The fire at Colectiv generated a series of inspections made by the city hall and also a wave of self-initiated closings of nightclubs both in Bucharest and other major cities in Romania. The first in the series was Expirat, a nightclub in the Old Town in Bucharest. The announcement was made two days after the Colectiv tragedy by its owner, Andrei Sosa. “Since 2003 I have put in danger thousands of lives, weekend after weekend and sometimes even during the week. I quit. Expirat in Bucharest is closing because now I can no longer assume responsibility for people’s lives,” posted Sosa on Facebook. Cluj-Napoca, Iasi and Brasov are other cities where owners have decided either to cancel some events or temporarily suspend their activity because of safety reasons. Goblin, Finnish, Revenge, Bastards, S-club, No.5, Fire, El Comandante, El Comandante Junior, La Historia, Blue Club, Kulturhaus and Hangover have temporarily suspended their activity thus far.

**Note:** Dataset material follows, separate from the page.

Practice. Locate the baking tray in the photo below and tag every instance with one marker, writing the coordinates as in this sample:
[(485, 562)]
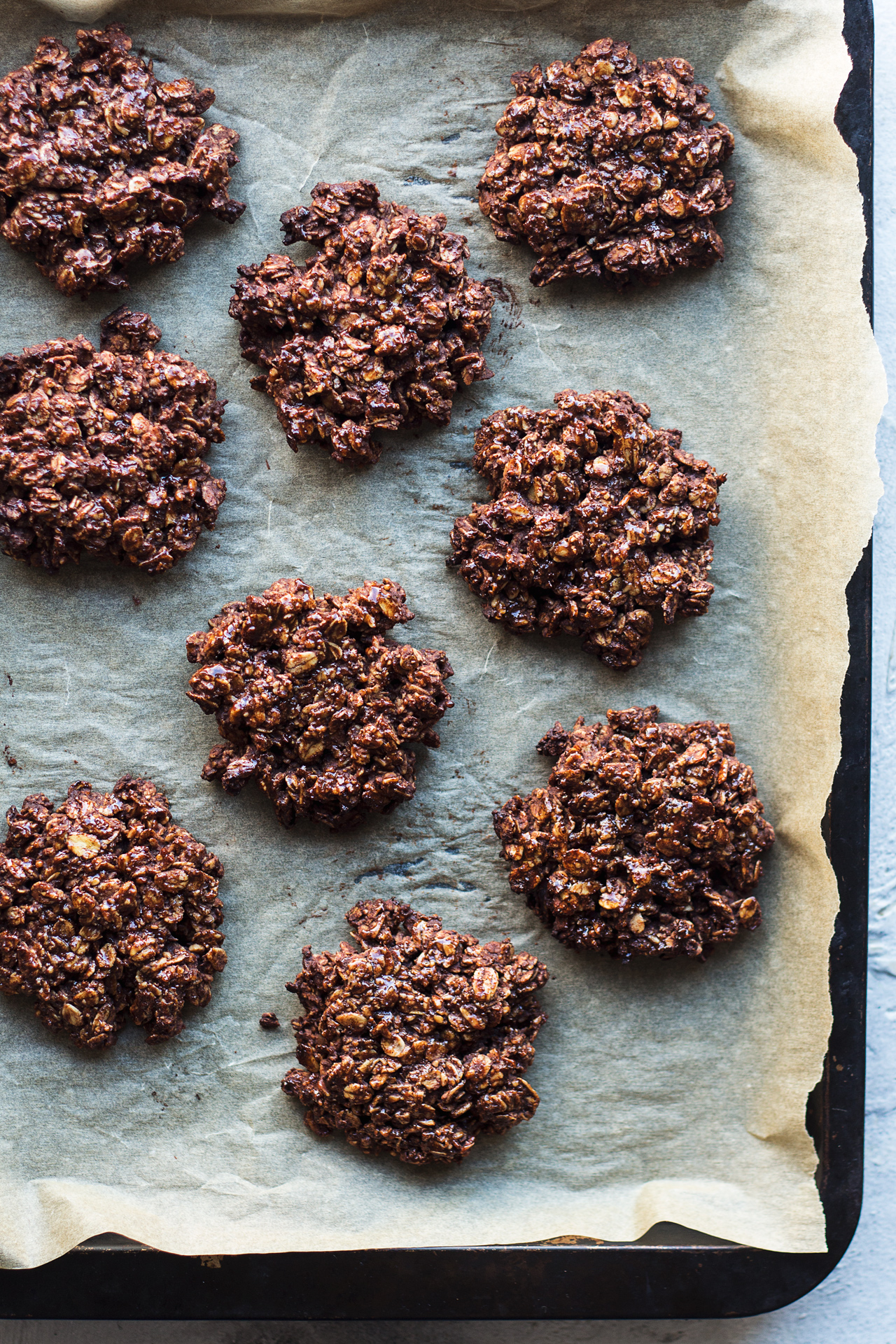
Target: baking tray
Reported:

Catalin Davidescu, founder of Dark Side Entertainment says that we can’t talk about an impact of the Colectiv tragedy on the rock concert industry, but of a total setting a drift of it. “At present the majority of bands and their staff are unemployed. This tragedy just doubled the existing problems that we already had: excessive taxation, lack of material basis and the financial incapacity of the market in general,” he says. He warns that the Romanian clubs, especially those that constantly organized live concerts are extremely affected. “We agree and welcome the security measures imposed by the local authorities, but unfortunately, they are not ready to manage the huge number of requests for ISU authorization,” says Davidescu.

He adds that, according to his partners abroad, the measures that Romania has taken as a result of the Colectiv tragedy are much more stringent than those imposed in countries with a long tradition in organizing and producing live events. He warns that there will be a social impact of this situation as the deadline for obtaining an authorization from ISU easily exceeds one month. “Hundreds of locations that are now soliciting authorizations have hundreds of employees and thus, families. If these locations aren’t open and functioning, hundreds of families lose their source of income. I think that soon this will become a social problem,” says the representative of Dark Side Entertainment. He is also the initiator of the #impreunarezistam (“together we stand”) support group for the victims of the Colectiv tragedy. “The Romanian rock community is one of the oldest and most united ones. So far, with the help of the Estura foundation, we managed to fundraise significant amounts of money that will be totally directed towards the families of the victims.” But, he says that this is not all. “We will try as much as possible to militate in favor of the changing of the legal framework of the field we activate in now. We will try to impose new standards in the Romanian music production industry so that tragedies like the Colectiv one, do not happen again,” concludes Davidescu.